Di tutti i numerosi appuntamenti in questo particolarissimo 2024 “di elezioni” in tutto il mondo, il voto di domani nel Regno Unito è quello che presenta, sulla carta, il risultato meno imprevedibile: la vittoria del Labour sui Conservatori, dopo 14 anni di governo Tory.

Secondo quanto pronosticato da tutti i sondaggi, infatti, Keir Starmer, a capo del partito laburista, si appresta infatti a dare lo sfratto al premier uscente, Rishi Sunak, dopo che questi ha annunciato le elezioni politiche lo scorso 22 maggio (erano previste per fine anno). Uno scenario a cui il partito di governo sembra ormai rassegnato, mentre dalle parti del movimento politico che fu di Tony Blair si pregusta la vittoria con l’unico timore dell’affluenza, che potrebbe rendere la vittoria meno fragorosa. Gli analisti, infatti, hanno avanzato l’ipotesi che l’assenza di suspense nell’esito elettorale possa spingere in molti a non recarsi alle urne, incidendo su un’ampia maggioranza parlamentare. Tanto è vero che Starmer in persona ha incoraggiato la gente a non lasciarsi convincere “a restare a casa” se davvero vuole quel “cambiamento” sperato e atteso dalla maggioranza dei britannici.

L’endorsement del Sun

Nella lunga schiera di endorsement che il Labour ha ottenuto nelle ultime settimane, oggi si è unito anche il Sun, segno dell’assoluta prevedibilità del risultato: giornale storicamente conservatore, brexiteer (cioè, a favore della Brexit) e populista, di proprietà dello “squalo” Rupert Murdoch, il foglio londinese ha appoggiato esplicitamente il 61enne leader laburista, definendolo “il nuovo manager” di cui Londra ha bisogno. Starmer, oltretutto, ha il merito di aver riportato il Labour al centro, dopo la parentesi di sinistra radicale imposta dalla leadership di Jeremy Corbyn. E non è un caso che l’ultima volta che il tabloid si era schierato col Labour risale al “regno” di Tony Blair, fautore del “New Labour” (orientato nelle proposte al voto moderato) e interprete della Terza via (tra conservatorismo e socialdemocrazia). Ma, appunto, oltre al Sun, c’è tutta la stampa d’establishment, che attende l’ingresso del segretario laburista al numero 10 di Downing Street.

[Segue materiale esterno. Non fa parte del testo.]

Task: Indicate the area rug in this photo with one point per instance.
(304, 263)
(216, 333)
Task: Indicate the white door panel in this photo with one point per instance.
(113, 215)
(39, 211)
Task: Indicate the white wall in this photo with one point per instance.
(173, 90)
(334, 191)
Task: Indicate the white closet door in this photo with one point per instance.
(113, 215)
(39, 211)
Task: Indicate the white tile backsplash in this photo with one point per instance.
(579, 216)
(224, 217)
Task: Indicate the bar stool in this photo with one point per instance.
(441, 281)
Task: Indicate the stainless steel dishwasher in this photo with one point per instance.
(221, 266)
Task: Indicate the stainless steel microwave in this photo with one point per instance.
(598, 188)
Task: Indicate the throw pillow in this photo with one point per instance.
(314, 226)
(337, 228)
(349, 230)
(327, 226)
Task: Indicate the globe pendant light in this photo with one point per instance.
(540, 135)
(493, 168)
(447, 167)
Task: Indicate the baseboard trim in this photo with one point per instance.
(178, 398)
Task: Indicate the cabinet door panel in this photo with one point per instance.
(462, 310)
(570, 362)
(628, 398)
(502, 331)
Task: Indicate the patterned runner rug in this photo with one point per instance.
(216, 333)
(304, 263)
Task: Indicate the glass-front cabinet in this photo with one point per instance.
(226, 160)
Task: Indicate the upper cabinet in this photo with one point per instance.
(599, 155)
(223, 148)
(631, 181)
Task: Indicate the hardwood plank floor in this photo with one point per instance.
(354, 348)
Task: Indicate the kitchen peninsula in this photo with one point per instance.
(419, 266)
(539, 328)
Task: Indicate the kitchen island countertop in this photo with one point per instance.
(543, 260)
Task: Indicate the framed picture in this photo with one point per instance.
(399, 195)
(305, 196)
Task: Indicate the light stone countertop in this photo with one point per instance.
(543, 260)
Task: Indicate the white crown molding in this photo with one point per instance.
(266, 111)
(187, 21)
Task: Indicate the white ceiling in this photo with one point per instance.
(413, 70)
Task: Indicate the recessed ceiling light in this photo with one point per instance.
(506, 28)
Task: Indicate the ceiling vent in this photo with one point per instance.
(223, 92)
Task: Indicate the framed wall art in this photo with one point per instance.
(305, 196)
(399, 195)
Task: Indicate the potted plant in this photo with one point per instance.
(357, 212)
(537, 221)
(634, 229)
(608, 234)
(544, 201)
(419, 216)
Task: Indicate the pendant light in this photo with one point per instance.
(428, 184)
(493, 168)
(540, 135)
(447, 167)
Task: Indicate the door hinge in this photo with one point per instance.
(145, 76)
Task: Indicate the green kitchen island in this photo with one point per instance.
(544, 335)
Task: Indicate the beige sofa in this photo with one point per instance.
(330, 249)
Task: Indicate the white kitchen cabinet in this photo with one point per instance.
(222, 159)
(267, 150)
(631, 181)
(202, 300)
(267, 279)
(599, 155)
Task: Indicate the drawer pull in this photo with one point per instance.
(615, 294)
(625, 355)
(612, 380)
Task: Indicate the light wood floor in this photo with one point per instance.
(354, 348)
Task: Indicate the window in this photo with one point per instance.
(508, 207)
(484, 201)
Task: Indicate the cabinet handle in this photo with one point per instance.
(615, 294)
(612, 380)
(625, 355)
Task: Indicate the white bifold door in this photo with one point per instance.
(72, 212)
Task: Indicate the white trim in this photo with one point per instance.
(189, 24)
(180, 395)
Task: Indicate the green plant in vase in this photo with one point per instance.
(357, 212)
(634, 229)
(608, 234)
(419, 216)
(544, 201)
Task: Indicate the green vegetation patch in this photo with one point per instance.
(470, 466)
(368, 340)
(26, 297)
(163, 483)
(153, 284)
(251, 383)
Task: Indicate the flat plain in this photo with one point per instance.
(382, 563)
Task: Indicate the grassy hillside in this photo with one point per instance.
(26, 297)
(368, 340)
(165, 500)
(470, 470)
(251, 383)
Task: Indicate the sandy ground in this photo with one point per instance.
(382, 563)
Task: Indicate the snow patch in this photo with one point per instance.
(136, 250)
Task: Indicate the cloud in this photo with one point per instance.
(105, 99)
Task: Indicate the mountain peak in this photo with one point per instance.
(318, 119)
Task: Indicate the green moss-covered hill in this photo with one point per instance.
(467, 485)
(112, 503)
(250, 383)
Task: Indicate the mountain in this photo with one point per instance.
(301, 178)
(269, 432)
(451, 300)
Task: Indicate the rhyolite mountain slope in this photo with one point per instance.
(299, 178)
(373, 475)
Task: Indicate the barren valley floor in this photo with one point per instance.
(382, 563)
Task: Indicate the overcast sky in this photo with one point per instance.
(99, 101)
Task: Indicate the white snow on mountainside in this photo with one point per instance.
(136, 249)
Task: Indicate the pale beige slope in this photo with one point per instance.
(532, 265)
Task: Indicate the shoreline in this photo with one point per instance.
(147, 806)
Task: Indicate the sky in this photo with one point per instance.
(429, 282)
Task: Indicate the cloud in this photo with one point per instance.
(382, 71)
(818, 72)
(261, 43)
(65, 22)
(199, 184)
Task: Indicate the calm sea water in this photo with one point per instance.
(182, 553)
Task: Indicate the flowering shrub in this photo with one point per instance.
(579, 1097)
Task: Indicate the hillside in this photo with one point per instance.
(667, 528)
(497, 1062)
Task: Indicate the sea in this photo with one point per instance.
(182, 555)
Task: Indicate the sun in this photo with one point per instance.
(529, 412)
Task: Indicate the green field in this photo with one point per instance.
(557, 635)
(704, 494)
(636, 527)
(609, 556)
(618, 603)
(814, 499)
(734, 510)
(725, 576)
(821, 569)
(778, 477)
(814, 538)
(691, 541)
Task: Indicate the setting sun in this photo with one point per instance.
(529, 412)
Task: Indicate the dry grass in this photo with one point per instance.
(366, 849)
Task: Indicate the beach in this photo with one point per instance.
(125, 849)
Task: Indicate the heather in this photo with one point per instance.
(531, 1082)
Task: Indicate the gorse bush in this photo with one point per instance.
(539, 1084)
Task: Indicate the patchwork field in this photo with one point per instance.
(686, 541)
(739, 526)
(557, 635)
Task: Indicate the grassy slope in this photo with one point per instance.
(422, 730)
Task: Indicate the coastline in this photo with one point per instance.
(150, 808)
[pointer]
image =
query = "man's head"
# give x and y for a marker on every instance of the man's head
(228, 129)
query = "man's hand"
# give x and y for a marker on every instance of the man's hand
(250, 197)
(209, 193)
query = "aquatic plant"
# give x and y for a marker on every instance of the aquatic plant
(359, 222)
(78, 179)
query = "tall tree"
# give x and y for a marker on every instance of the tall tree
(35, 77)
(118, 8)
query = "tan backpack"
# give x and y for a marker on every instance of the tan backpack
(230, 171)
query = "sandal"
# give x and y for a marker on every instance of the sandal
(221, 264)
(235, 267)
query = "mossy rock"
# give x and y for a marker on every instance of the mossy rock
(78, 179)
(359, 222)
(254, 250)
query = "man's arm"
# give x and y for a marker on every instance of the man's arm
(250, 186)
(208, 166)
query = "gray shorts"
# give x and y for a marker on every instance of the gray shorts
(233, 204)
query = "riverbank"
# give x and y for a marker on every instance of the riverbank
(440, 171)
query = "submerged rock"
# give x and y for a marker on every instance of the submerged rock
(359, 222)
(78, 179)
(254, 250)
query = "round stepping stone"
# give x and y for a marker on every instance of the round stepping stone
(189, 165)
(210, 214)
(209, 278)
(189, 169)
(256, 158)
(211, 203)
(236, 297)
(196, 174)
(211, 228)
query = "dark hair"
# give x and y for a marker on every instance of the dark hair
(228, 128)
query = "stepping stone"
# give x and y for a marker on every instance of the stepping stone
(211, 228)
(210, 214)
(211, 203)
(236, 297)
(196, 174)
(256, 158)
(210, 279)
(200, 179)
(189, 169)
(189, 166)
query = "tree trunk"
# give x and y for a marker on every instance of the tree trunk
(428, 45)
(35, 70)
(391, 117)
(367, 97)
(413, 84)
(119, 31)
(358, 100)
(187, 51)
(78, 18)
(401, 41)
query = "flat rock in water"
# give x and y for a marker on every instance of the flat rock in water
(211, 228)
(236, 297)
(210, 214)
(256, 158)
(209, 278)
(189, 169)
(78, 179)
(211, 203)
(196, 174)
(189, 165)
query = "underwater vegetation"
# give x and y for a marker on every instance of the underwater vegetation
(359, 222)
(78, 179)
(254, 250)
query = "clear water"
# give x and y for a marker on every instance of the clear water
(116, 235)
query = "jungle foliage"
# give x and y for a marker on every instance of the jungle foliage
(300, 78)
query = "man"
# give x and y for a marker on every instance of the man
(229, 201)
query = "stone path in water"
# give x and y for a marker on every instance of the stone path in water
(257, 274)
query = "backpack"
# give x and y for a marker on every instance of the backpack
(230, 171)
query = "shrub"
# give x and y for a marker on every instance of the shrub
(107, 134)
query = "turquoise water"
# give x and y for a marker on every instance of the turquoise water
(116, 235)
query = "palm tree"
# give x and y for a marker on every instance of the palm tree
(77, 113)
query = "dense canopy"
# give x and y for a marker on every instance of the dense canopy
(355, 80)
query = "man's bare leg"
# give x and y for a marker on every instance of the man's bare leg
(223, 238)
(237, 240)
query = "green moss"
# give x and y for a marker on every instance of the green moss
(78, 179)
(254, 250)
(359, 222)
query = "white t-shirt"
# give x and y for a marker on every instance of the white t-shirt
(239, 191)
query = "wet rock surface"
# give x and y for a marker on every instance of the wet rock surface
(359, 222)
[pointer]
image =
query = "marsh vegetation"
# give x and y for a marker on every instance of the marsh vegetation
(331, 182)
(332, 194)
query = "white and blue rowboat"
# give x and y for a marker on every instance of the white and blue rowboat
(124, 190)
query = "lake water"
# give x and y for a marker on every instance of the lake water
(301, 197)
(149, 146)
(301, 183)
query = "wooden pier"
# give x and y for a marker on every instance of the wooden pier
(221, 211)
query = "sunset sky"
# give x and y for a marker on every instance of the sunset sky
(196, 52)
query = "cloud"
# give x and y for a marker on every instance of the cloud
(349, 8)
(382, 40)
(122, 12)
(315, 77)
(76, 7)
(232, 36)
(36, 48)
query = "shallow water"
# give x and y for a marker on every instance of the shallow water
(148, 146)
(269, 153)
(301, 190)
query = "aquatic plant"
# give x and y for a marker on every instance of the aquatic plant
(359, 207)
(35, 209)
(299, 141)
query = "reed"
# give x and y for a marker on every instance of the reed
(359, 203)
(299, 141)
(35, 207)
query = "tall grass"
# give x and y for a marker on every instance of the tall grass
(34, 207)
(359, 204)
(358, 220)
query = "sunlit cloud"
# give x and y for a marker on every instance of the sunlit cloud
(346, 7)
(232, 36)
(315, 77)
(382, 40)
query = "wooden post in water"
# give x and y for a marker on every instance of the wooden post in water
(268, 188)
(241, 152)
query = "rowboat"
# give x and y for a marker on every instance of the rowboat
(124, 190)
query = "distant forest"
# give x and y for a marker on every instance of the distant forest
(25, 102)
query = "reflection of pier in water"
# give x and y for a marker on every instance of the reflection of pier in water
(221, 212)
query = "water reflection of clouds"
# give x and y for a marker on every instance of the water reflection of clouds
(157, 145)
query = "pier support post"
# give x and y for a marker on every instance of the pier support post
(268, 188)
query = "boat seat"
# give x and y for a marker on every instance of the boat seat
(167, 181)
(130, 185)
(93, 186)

Il Labour potrebbe superare il successo di Blair nel 1997

L’ex enfant prodige del progressismo mondiale, in questa vigilia elettorale, è tornato a essere evocato come “pietra di paragone” a proposito della schiacciante maggioranza che domani il Labour potrebbe ottenere ai Comuni: stavolta, infatti, il partito di centrosinistra britannico potrebbe raggiungere un risultato ben più lusinghiero della vittoria di Blair alle elezioni nel 1997. Il ministro del Lavoro Mel Stride è stato il primo a riconoscere che si rischia “una sconfitta a valanga senza precedenti”.

 

Per i sondaggi, il Labour viaggia verso i 430 deputati, i Tories intorno ai 100

Venendo ai numeri, il Labour potrebbe ottenere fino a 431 deputati (Blair ne totalizzò 418), mentre i Tories avrebbero appena 102 seggi sui 650 della Camera dei Comuni, come prevede l’istituto YouGov. Disfatte tali non si vedevano da 190 anni. Per l’articolato sistema maggioritario britannico, che attribuisce un consistente premio di maggioranza, tuttavia, i labouristi dovrebbero arrivare con difficoltà al 40% dei consensi. Ma sui Tories potrebbero incombere due minacce: la concorrenza a destra di Reform UK del grande sponsor della Brexit, Nigel Farage, o quella al centro dei Libdem di Ed Davey, che potrebbero addirittura superarli. E in quel caso sarebbe davvero un dramma.

 

La congiuntura sfortunata di Sunak

Il ricchissimo Rishi Sunak, 44 anni, origini indo-africane e un matrimonio azzeccatissimo con un’esponente di una delle famiglie più danarose della principale ex colonia dell’Impero che fu della regina Vittoria, non ha potuto far altro che ripetere fino all’ultimo che “la partita non è perduta”. Eppure, l’eredità dei precedenti governi conservatori, da quello di Theresa May alla meteora di Liz Truss, non ha potuto far altro che appesantire un’azione politica stanca, spompata, sempre più senza prospettiva. Dagli scandali di partito alla controversa gestione del post-Brexit, fino alle scelte di politica economica o migratoria (con la delirante proposta di deportare i migranti in Africa), hanno preparato il terreno alla débâcle annunciata di domani. Il Covid, le guerre e le tensioni internazionali hanno fatto il resto.